If you have trouble being understood when you speak, it may not be what you say, but what you do.
Studies have shown audiences remember a lot more — a whole lot more — about how you look than what you say. For example, if you have wild hand gestures as you talk or speak with your arms folded, you will leave a lasting impression that may undermine or overshadow the meaning of your words.
Most people aren't born actors. But you have to perform to succeed in a speech, press conference or video. This takes coaching and practice. And discipline.
Neuroscience findings indicate people gesture without conscious thought, so it takes a studied effort to restrain distracting expressions or body movements.
People also give off nonverbal signals of their confidence levels, which can influence how your audience apprehends your words. If you look nervous or seem defensive, it may raise suspicion. If you unconsciously smirk while announcing layoffs, you may earn scorn for your lack of empathy.
Media training can be extremely useful for the novice or the pro. Nothing can be more instructive than to see yourself on tape trying to deliver a key message or fumbling with a tough question. While uncomfortable, intense media training can be a lot less embarrassing than seeing yourself flubbing on television or YouTube.
Presentation materials — if used as props, not scripts — can provide reassurance to wary speakers. But the presentation materials are subject to the same laws of visual communication — people will remember what they see more than what they hear or read. A lousy, inept presentation won't bail out a hesitant, ill-prepared speaker.
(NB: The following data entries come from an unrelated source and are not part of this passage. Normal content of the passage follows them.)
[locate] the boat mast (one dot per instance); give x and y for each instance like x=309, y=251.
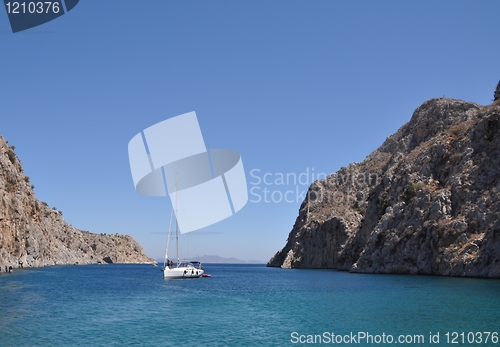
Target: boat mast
x=176, y=223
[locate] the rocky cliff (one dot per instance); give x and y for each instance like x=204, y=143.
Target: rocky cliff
x=34, y=235
x=425, y=202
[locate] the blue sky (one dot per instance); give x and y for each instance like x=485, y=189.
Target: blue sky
x=292, y=86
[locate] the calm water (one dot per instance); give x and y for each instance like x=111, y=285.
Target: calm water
x=241, y=305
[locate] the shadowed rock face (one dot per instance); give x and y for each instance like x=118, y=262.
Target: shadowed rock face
x=34, y=235
x=425, y=202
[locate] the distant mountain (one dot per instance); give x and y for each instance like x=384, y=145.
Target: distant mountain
x=425, y=202
x=215, y=259
x=33, y=235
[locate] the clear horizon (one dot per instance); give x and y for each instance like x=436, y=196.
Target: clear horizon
x=302, y=87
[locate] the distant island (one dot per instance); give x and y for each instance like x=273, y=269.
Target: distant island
x=427, y=201
x=33, y=235
x=215, y=259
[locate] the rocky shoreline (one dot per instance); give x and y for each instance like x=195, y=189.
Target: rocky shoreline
x=425, y=202
x=34, y=235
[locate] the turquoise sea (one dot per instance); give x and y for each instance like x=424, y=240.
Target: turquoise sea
x=242, y=305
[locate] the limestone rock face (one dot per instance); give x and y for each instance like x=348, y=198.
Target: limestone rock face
x=427, y=201
x=34, y=235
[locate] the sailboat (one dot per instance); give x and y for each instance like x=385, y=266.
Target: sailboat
x=183, y=268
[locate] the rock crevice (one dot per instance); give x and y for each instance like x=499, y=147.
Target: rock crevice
x=425, y=202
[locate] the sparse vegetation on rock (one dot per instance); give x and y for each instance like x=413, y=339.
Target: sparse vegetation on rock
x=33, y=235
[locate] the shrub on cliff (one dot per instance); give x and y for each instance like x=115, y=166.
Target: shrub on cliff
x=496, y=95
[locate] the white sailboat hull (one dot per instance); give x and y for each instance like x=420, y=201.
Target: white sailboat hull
x=182, y=272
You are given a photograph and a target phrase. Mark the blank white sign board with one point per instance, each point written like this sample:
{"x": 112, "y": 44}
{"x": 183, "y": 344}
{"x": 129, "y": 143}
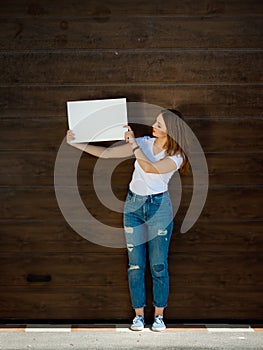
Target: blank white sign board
{"x": 97, "y": 120}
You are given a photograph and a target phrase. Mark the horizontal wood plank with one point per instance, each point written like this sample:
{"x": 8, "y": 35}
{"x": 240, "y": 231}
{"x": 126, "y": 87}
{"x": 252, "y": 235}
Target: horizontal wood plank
{"x": 137, "y": 32}
{"x": 20, "y": 237}
{"x": 75, "y": 303}
{"x": 231, "y": 204}
{"x": 102, "y": 67}
{"x": 101, "y": 10}
{"x": 240, "y": 136}
{"x": 194, "y": 101}
{"x": 37, "y": 169}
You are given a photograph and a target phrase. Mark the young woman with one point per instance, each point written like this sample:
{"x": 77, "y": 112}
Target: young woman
{"x": 148, "y": 214}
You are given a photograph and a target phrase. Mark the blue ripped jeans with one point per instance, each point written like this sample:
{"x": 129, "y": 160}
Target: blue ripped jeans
{"x": 148, "y": 223}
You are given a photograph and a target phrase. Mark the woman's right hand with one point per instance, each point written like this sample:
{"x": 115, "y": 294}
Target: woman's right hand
{"x": 70, "y": 136}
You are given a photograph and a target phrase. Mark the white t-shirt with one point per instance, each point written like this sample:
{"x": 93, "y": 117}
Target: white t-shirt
{"x": 143, "y": 183}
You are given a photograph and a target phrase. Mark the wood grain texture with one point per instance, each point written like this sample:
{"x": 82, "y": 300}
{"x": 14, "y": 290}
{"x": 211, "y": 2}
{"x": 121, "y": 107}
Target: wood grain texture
{"x": 204, "y": 58}
{"x": 36, "y": 168}
{"x": 243, "y": 135}
{"x": 229, "y": 101}
{"x": 26, "y": 237}
{"x": 223, "y": 204}
{"x": 101, "y": 11}
{"x": 134, "y": 66}
{"x": 130, "y": 33}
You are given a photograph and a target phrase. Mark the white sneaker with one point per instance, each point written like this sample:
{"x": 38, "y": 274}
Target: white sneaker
{"x": 137, "y": 323}
{"x": 158, "y": 324}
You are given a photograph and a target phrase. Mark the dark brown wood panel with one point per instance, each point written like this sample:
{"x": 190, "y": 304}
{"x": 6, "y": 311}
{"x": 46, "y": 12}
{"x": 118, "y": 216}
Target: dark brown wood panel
{"x": 204, "y": 58}
{"x": 102, "y": 11}
{"x": 168, "y": 66}
{"x": 27, "y": 238}
{"x": 194, "y": 100}
{"x": 215, "y": 134}
{"x": 223, "y": 204}
{"x": 137, "y": 32}
{"x": 37, "y": 169}
{"x": 81, "y": 270}
{"x": 184, "y": 303}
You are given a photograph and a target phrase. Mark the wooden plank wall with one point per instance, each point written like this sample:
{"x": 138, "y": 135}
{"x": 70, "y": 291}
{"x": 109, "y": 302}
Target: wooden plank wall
{"x": 204, "y": 57}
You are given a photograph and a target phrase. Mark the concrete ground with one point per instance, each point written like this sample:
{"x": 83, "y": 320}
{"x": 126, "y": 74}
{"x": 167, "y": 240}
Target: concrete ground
{"x": 37, "y": 337}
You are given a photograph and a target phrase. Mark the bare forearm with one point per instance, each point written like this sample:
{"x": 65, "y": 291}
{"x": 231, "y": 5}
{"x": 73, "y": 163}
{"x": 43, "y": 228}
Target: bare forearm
{"x": 96, "y": 151}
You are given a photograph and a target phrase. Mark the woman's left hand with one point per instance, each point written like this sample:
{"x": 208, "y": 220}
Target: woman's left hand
{"x": 129, "y": 136}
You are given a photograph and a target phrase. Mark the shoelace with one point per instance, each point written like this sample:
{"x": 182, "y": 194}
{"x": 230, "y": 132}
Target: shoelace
{"x": 159, "y": 319}
{"x": 138, "y": 318}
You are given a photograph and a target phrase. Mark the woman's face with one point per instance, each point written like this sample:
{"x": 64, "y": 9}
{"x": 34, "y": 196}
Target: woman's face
{"x": 159, "y": 127}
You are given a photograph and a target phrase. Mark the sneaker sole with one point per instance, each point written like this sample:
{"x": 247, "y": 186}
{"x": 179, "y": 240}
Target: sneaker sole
{"x": 158, "y": 329}
{"x": 137, "y": 329}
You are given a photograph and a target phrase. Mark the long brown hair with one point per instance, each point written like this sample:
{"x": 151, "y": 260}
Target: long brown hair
{"x": 176, "y": 137}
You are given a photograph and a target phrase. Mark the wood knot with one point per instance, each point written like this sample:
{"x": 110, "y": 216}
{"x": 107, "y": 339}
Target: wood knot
{"x": 101, "y": 14}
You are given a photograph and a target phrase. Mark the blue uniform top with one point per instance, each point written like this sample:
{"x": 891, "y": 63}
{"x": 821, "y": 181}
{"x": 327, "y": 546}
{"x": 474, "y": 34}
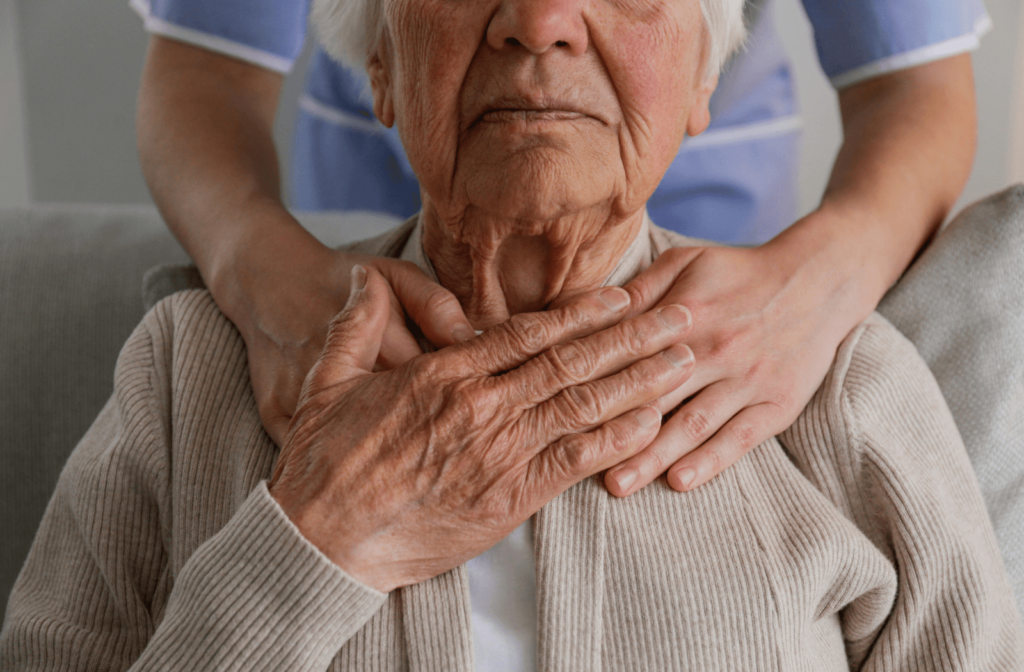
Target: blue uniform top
{"x": 735, "y": 182}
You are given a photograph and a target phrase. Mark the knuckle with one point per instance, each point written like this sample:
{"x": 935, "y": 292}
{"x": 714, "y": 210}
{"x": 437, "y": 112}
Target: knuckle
{"x": 581, "y": 406}
{"x": 527, "y": 331}
{"x": 645, "y": 376}
{"x": 745, "y": 435}
{"x": 571, "y": 456}
{"x": 696, "y": 424}
{"x": 570, "y": 363}
{"x": 576, "y": 316}
{"x": 441, "y": 301}
{"x": 714, "y": 460}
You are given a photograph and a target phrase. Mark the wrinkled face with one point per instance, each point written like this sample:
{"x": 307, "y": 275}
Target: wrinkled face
{"x": 540, "y": 109}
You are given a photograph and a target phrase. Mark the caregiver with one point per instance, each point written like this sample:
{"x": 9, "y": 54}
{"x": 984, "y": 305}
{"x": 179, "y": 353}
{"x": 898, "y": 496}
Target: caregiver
{"x": 766, "y": 320}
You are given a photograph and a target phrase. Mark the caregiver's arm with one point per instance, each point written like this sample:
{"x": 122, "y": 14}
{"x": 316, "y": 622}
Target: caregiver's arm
{"x": 205, "y": 137}
{"x": 768, "y": 321}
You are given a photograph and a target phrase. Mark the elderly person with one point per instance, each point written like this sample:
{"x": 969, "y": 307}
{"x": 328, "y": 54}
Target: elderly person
{"x": 180, "y": 538}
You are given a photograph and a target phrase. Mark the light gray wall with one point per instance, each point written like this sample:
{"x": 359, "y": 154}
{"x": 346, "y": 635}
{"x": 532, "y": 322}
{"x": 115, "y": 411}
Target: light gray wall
{"x": 13, "y": 158}
{"x": 996, "y": 77}
{"x": 81, "y": 64}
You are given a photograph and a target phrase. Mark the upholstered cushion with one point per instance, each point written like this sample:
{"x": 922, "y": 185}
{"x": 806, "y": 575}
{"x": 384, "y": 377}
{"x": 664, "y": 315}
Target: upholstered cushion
{"x": 71, "y": 281}
{"x": 70, "y": 295}
{"x": 962, "y": 303}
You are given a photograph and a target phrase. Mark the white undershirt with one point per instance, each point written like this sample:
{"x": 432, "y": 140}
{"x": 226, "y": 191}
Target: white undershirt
{"x": 503, "y": 601}
{"x": 503, "y": 580}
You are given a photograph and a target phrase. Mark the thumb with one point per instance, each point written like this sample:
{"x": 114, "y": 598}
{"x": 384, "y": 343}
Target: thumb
{"x": 353, "y": 339}
{"x": 650, "y": 287}
{"x": 434, "y": 309}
There is no substitute for the discipline of honing your message and giving a clean performance. Paint pictures with your words and have an architecture of your comments that your audience can see. Use powerful images — whether in the form of pictures, video clips, charts or quotes — that reinforce your key points. And make your body language consistent with your message.
You leave an impression when you speak and that impression usually is an image in your audience's individual brains. Make sure you look like what you mean to say.